SOURCE / GT VOICE
GT Voice: Vigilance against protectionism needed in EU’s carbon border tax
Published: Dec 19, 2022 11:28 PM Updated: Dec 20, 2022 12:00 AM
File Photo: VCG

File Photo: VCG

EU member states on Sunday reached a deal to overhaul the bloc's carbon market while finalizing the details of the world's first major carbon border tax and introducing the Carbon Border Adjustment Mechanism (CBAM), which will force foreign importers to cover the cost of their carbon emissions starting from 2026.

The development marks a big step forward for the EU in accelerating emissions cuts, which is undoubtedly a great encouragement in terms of joint efforts in tackling climate change on a global scale.

The apparently increased frequency of extreme weather events around the world in recent years is a constant reminder of the urgency in working together to reduce emissions. In doing so, setting rules to raise emission standards through carbon prices has been recognized as an important mechanism for addressing the global climate challenge, which is also seen as the best way to guide the energy transition to a low-carbon economy.

Since the EU is one of China's major trading partners, the bloc's overhaul on carbon emissions rules, especially carbon border tariffs, is bound to have certain impact on China. But given the fact that both the EU and China share the common goal of tackling climate change, there is every reason to believe most of the impact will be positive.

Over the years, China itself has been actively participating in global climate governance, fulfilling its emissions reduction obligations, and setting up its own carbon peaking and neutrality goals. Thus, China and the EU already share a lot of cooperation on carbon reduction in terms of renewable technologies, new-energy products, among others. And it is believed there is still plenty of room for further improvement in this cooperation. In this sense, the EU's efforts to reduce emissions will also boost the production and exports of relevant green products for some related industries in China.

Also, it is important to note that the EU's move could serve as a reminder that it is essential for China to establish and improve its own zero-carbon rules and policies. Whether China can establish its own zero-carbon industrial chain will be an important dimension of future global competition amid the general trend toward a green economic transition.

Fortunately, China's input in green development in recent years has laid a sound foundation for domestic industries. China's contribution to energy conservation, energy efficiency improvement, developing renewable energy, transportation, construction and other fields accounts for 30 to 50 percent of the global total, which is sufficient enough to indicate its green competitiveness in the international arena.

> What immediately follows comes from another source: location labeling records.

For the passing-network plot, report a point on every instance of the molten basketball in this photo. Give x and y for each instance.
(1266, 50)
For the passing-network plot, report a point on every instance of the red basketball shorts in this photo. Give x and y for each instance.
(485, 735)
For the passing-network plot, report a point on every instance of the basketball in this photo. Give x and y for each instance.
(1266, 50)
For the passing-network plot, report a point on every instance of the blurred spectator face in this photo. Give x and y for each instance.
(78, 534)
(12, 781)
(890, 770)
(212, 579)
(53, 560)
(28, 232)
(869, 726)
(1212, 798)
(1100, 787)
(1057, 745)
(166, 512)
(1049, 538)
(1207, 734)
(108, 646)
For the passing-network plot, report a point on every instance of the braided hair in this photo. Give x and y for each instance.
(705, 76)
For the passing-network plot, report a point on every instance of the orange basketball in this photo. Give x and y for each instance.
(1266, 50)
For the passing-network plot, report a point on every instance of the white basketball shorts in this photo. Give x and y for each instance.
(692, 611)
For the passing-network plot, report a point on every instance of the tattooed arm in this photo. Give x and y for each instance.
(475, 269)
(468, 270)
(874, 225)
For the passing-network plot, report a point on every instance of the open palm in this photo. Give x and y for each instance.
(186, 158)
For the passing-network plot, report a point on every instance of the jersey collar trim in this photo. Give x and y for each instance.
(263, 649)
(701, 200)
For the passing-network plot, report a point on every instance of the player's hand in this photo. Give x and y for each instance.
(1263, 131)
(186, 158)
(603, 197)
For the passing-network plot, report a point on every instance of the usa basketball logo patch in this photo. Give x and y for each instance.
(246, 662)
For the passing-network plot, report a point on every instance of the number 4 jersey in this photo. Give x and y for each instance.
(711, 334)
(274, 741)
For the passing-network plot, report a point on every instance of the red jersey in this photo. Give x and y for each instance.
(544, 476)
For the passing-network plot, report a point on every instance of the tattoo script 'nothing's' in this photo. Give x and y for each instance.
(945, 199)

However, it should be pointed out that vigilance is needed as to whether the carbon border tariffs will risk protectionism. Against the backdrop of the Trans-Atlantic subsidies dispute, it seems hard to shake off the concerns about whether the EU will use the climate change as a cover to change some trade rules and erect trade barriers in its favor.

The fear now appears to be shared not only by the US but also by other trading partners, including some developing countries. For instance, US Trade Representative Katherine Tai said last week that "There are a lot of concerns coming from our side about how this is going to impact us and our trade relationship," while Ebrahim Patel, South Africa's trade minister, said they are particularly concerned about things like border adjustment taxes, and regulatory requirements that are imposed unilaterally, according to a Financial Times report on Saturday.

While as a new trade rule, the carbon border tax is something that may easily trigger concerns among trading partners, there is no denying that the EU has the right to set its own carbon pricing standard based on its own conditions and emissions targets. But it needs to be careful not to impose tariffs indiscriminately, which needs to be made within the WTO rule framework.

In the meantime, trading partners like China need to make precautions for possible trade frictions and be prepared to coordinate with the EU to work toward the right direction on climate change issues.